Chief economic advisor Kaushik Basu has said the ongoing sovereign debt crisis in Europe may, in fact, turn advantageous for the country's capital markets if it is contained at the present level.
But if the crisis snowballs into an overall global meltdown, then we cannot remain immune to its impact as the
country is now integrated with the world, Basu told PTI in an interview.
"If a crisis in another industrialised country is a relatively small crisis, in fact, we get some very unusual
advantage. More money flows into India," Basu said, adding people look for safer havens to park their money.
However, if the trouble gets very big, people get nervous about the world economy itself and there may be an outflow of
money as people then put money into gold and other assets, rather than into stock markets anywhere in the world, he
Basu's views are corroborated to a large extent by the movement of foreign capital into the country since the start
of 2010, the time when fears of sovereign debt crisis in Europe, particularly in Greece, began to come appear.

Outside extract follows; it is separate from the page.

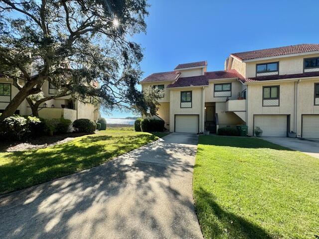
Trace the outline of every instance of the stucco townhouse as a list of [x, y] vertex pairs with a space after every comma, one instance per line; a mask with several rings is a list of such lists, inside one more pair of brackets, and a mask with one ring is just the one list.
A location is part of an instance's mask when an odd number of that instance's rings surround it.
[[[12, 99], [17, 94], [18, 90], [13, 86], [12, 80], [1, 77], [0, 75], [0, 113], [3, 112]], [[23, 85], [24, 82], [19, 83]], [[97, 83], [92, 83], [92, 87], [96, 87]], [[42, 87], [45, 97], [56, 95], [59, 89], [45, 81]], [[88, 119], [97, 121], [100, 117], [99, 108], [97, 104], [92, 104], [92, 99], [86, 101], [80, 101], [72, 99], [71, 96], [53, 99], [44, 102], [39, 107], [39, 116], [44, 119], [64, 119], [73, 121], [78, 119]], [[19, 106], [16, 114], [31, 116], [32, 111], [26, 100]]]
[[319, 138], [319, 44], [303, 44], [231, 54], [224, 69], [207, 63], [178, 65], [140, 82], [164, 90], [158, 117], [171, 132], [215, 132], [256, 126], [263, 135]]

There was net inflow of foreign institutional funds into the domestic capital markets since the start of 2010 till
April-end, which was Rs 54,606 crore and the stock market barometer Sensex rose 93.9 points in the four months to close at 17,558.71 on April 30.

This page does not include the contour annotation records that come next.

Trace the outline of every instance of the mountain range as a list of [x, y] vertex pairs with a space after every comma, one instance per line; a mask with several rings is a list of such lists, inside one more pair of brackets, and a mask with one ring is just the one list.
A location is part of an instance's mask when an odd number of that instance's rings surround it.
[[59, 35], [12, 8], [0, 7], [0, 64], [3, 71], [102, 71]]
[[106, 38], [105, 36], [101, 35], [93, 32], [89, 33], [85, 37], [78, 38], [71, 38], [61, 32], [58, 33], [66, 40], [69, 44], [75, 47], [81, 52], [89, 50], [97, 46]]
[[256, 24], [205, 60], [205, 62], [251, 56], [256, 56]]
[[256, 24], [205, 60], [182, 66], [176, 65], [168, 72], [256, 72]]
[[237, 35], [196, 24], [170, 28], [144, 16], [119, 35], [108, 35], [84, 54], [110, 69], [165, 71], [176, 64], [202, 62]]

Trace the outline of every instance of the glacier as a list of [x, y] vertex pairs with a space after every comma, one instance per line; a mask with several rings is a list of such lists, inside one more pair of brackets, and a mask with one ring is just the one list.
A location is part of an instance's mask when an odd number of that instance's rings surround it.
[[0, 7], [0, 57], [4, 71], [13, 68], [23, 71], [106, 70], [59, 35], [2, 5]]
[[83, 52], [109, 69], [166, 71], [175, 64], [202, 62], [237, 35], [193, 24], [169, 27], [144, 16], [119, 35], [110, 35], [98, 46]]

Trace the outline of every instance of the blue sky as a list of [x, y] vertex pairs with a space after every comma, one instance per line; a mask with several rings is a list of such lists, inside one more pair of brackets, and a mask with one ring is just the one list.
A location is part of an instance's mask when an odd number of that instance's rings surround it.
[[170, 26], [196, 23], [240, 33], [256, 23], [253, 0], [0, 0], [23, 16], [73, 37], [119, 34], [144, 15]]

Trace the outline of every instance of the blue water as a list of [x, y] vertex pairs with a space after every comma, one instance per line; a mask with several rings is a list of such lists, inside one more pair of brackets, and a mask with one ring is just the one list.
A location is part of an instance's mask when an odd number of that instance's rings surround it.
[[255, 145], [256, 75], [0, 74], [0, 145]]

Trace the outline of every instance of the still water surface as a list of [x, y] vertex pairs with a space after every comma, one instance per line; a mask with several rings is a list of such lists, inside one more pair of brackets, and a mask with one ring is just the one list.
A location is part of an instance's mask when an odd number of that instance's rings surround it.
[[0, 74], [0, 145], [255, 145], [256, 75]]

The fears of worsening crisis, however, led to the announcement of a massive USD 147-billion bailout package for
the debt-stricken Greece last week by the Eurozone nations and the International Monetary Fund. And following this the
domestic market, too, started feeling the heat and began to tumble down.

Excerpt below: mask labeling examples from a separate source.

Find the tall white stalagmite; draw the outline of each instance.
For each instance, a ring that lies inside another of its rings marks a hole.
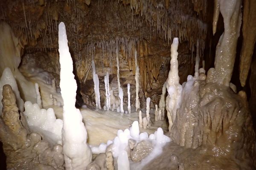
[[[36,103],[38,105],[41,109],[43,108],[42,106],[42,100],[41,100],[41,95],[39,91],[39,87],[37,83],[35,83],[35,94],[36,94]]]
[[[107,72],[106,75],[107,76],[107,85],[108,85],[108,108],[110,108],[111,106],[111,99],[110,98],[110,91],[109,90],[109,75],[108,74],[108,72]]]
[[[135,50],[134,57],[135,58],[135,68],[136,71],[135,71],[135,87],[136,88],[136,98],[135,102],[135,108],[136,111],[139,109],[140,107],[140,103],[139,99],[139,92],[140,91],[140,82],[139,81],[139,68],[137,62],[137,51]]]
[[[101,105],[100,105],[100,94],[99,93],[99,80],[98,74],[95,74],[95,79],[96,82],[96,91],[97,92],[97,99],[98,99],[98,108],[101,109]]]
[[[160,97],[160,100],[159,100],[159,109],[162,110],[162,114],[163,117],[164,119],[164,113],[165,112],[165,107],[166,107],[166,82],[165,82],[163,85],[163,88],[162,88],[162,94]]]
[[[124,99],[124,93],[123,92],[122,89],[120,88],[119,89],[119,94],[118,96],[120,99],[120,112],[121,113],[124,113],[124,106],[123,106],[123,99]]]
[[[150,115],[149,115],[149,111],[150,110],[150,97],[148,97],[146,101],[146,115],[147,119],[148,119],[148,126],[151,125],[150,123]]]
[[[155,121],[157,121],[158,120],[158,106],[157,105],[155,105]],[[161,119],[159,120],[162,119],[162,118],[161,118]]]
[[[128,113],[131,113],[131,93],[130,92],[130,83],[127,84],[127,94],[128,95],[128,106],[127,107],[127,110],[128,110]]]
[[[197,77],[199,75],[199,56],[197,55],[195,57],[195,76]]]
[[[99,94],[99,80],[98,74],[96,74],[95,69],[95,63],[93,60],[92,61],[93,67],[93,79],[94,83],[94,93],[95,94],[95,105],[96,108],[101,109],[100,105],[100,95]]]
[[[142,113],[141,111],[139,112],[139,126],[140,128],[142,128]]]
[[[63,99],[63,152],[66,170],[84,170],[92,160],[87,142],[87,131],[79,109],[75,107],[77,88],[73,72],[73,62],[69,52],[64,23],[58,26],[61,65],[60,87]]]
[[[171,46],[171,64],[168,78],[166,80],[166,88],[168,94],[166,99],[166,108],[169,122],[169,131],[176,116],[177,109],[180,107],[182,86],[179,83],[179,63],[177,60],[179,39],[174,38]]]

The domestic markets got battered last week as sentiment was hit due to the reports of worsening sovereign
debt crisis in two other EU nations-- Portugal and Spain-- on the one hand and the Greek problem escalated on the other.
The Sensex fell all the five days last week, shedding a whopping 789.6 points to close at 16,769.11 on Friday, 4.5 per
cent down over the preceding week.
In the first week of May, the FIIs were net sellers in the market, decreasing their exposure by Rs 840 crore. Though
the net outflow may not be large, the impact on the domestic market was massive.